The American Association of State Highway and Transportation Officials is releasing the first parts of "Commuting in America 2013" — a series of 16 briefs analyzing the evolving role of commuting, which accounts for 28 percent of the passenger miles traveled on America’s roadways.
“Commuters make up a large, dynamic and evolving sector of the traveling public,” said Bud Wright, AASHTO executive director. “Workers need dependable access to employment and businesses need access to both workers and customers. Transportation is the essential link that underpins the economic health of households, communities, and our nation as a whole."

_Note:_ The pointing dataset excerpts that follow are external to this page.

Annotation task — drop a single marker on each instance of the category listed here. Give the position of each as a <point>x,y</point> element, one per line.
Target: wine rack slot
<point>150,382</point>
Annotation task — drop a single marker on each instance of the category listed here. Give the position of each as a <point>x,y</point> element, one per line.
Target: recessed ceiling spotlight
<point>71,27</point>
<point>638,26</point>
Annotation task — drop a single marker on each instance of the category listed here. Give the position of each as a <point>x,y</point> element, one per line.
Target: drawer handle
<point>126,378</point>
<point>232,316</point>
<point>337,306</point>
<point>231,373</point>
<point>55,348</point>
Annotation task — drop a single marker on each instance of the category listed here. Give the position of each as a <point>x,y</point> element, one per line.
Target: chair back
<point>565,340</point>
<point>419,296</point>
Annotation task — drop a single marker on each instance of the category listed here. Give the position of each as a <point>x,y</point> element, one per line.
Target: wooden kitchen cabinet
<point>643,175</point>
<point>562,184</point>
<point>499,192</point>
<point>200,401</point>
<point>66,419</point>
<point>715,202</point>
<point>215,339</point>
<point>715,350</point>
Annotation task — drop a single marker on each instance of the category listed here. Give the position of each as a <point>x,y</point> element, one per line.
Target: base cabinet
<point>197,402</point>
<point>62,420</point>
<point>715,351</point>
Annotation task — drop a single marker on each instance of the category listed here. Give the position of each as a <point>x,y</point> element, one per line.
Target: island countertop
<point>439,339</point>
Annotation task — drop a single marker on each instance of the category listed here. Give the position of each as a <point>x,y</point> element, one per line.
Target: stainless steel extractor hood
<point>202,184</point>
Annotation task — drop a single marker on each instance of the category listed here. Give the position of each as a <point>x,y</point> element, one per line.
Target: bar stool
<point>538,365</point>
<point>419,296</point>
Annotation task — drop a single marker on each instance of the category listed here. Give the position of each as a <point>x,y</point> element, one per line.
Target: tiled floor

"Commuting in America 2013" examines the historical shift in employment from manufacturing and agriculture toward economic diversification and growth in service, information and technology-related employment sectors. Its purpose is to help those in public policy, planning, research, and education better understand the patterns and trends in the nature of work and commuting that are influencing critical transportation policy issues and investment priorities.
This is the fourth in a series of "Commuting in America" reports published since 1987. The report was co-authored by Alan Pisarski, a transportation consultant who authored the three previous reports, and Steve Polzin, Ph.D., of the Center for Urban Transportation Research at the University of South Florida.
“Over the past 25 years, these reports have documented the story of the working years of the baby-boomer generation,” said Pisarski. “Today we’re finding that work related travel is being shaped by technological advances in IT and telecommunications, seven-days-per-week and 24-hours-per-day retail operations, and efforts by many employers to accommodate family-friendly work schedules. Decision makers can use this information to support sound decisions about future needs and investments.”
"Commuting in America 2013" is supported by the AASHTO Census Transportation Planning Products Program and carried out in conjunction with a National Cooperative Highway Research Program project that provided supporting data and analysis. For additional information and to download the briefs, go to traveltrends.transportation.org.
The first two briefs are now available for download:
• Brief 1: Overview: provides a summary of the development of the CIA 2013 series and establishes institutional context, objectives, importance, data sources and products.
• Brief 2: The Role of Commuting in Overall Travel: presents national trend data on the relative role of commuting in overall person travel, and explores commuting as a share of trips, miles of travel and travel time at the national level.
The remaining briefs will be available for download in the upcoming months. The briefs will include topics such as population and worker tends and dynamics; vehicle and transit availability; vehicle ownership and licensure levels; and the use of transit services, biking, walking and carpool commuting options.